The differences among them in temperament, interest and finances-were great, and the responses ranged from "What will it cost me?" to "Will there be medical care?" to "Who's in charge of Wednesday night movies?" But every woman in the room that night agreed that isolation of the spirit was the thing she most feared about old age. A residence formed with this concern in mind was altogether to be desired.
Out of that meeting came two years of meetings, and now at last-with the help of an exciting young agency called Women's Housing and Economic Development Corporation organization is beginning to form itself that is intent on making the fantasy a reality.

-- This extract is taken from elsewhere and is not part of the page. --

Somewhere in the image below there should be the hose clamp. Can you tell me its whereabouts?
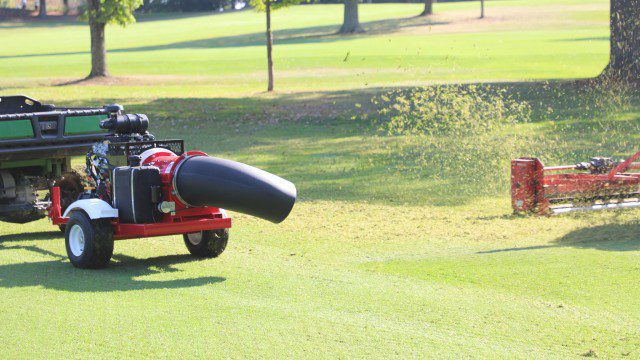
[171,154,207,207]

We are a group of women in late middle age-many of us artists and activists-who want to live out our later years on a continuum with our earlier ones. Most of us have spent our entire lives in New York. We love this city. We have been active in its neighborhoods, taken part in its politics, walked its crowded streets, and helped shape its daily culture. We are writers, painters, teachers, filmmakers and scientists. What draws us together is our shared values-among them the belief that growing old in an atmosphere of our own shaping could make the future interesting, possibly even pleasurable, rather than a thing to be feared.

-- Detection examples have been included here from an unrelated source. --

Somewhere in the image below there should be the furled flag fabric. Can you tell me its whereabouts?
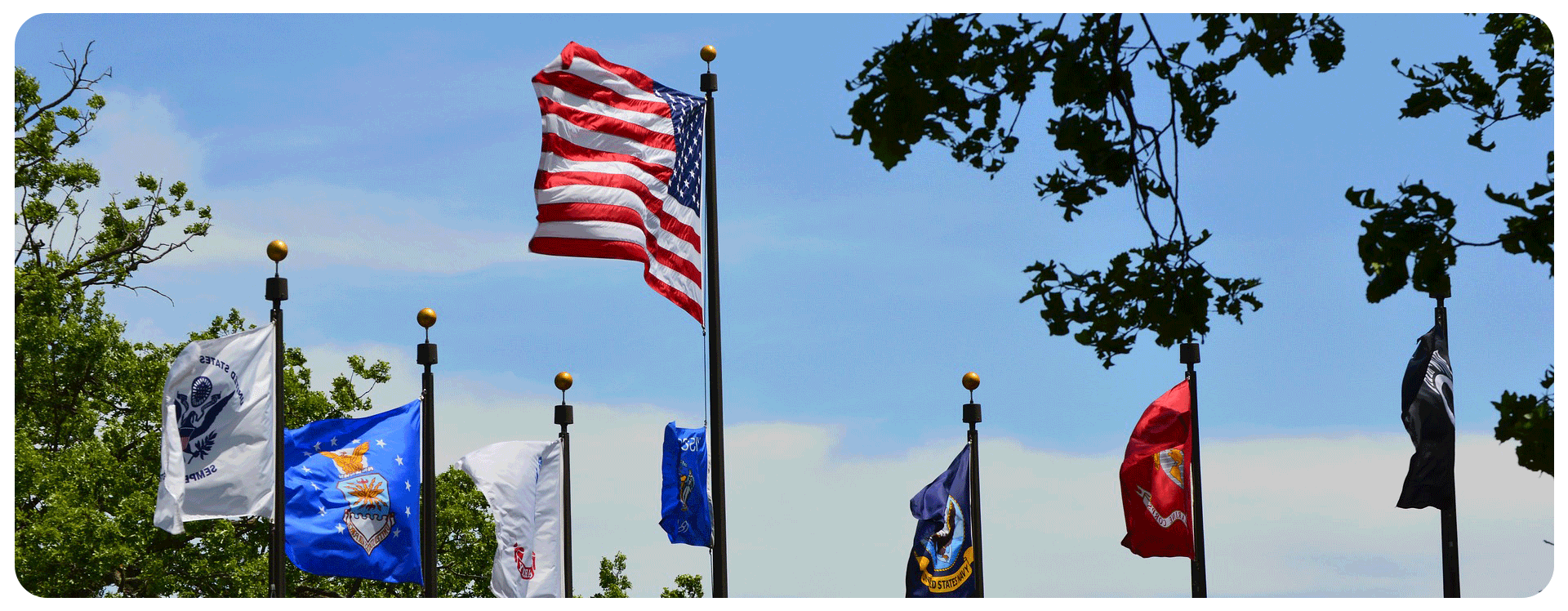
[152,324,278,534]
[284,399,423,582]
[903,445,975,599]
[458,440,566,599]
[1396,324,1454,509]
[658,423,714,546]
[1121,381,1192,558]
[528,42,706,323]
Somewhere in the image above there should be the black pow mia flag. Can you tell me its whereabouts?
[1396,324,1454,509]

From every perspective imaginable it seems preferable to us to grow old in the company of like-spirited people, and to retain the ability to go on interacting with the city whose cultural life our presence would continue to enrich. Toward this end, we are working to establish a nonprofit senior residence in Manhattan, to be subsidized by private funding and then run with the monthly rents that will be paid on an affordable sliding scale-by the residents. We are envisioning a single building to be composed of a hundred apartments plus a set of public rooms-a dining room, ~ library, a living room, perhaps even a gallery-where residents may gather freely to reanimate themselves on a daily basis and keep alive their connection with the larger community by giving lectures, performances and master classes based on the knowledge and expertise accumulated during long working lives. In this way, the residents would in a sense go on working, and the city would continue to feel their presence: the dynamic that really is New York's living legacy.

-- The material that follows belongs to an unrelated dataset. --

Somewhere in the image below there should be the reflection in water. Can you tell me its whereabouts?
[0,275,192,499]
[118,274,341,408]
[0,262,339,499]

The private funding is necessary because we are neither indigent nor prosperous; therefore, we cannot come in for public money, nor can we afford the astronomical rents a for-profit residence would charge. At the end of the day, people like our-selves-most of us having spent our lives in the arts or in public causes and now growing old in financially marginal circumstances-are overwhelmingly on our own. Raising the money privately for this residence, and then charging rent on a sliding scale of affordability, is the only way we can think of to avoid being punished for not having spent our lives accumulating the right kind of capital.
The problem of achieving a decent old age is a monumental one in this country. One of the major causes of an "indecent" old age is not only the loss and deprivation of the place we have come to call home but, even more important, the loss of the kind of companionship that keeps a working mind alive until the last minute. This residence could become a model for how to do it.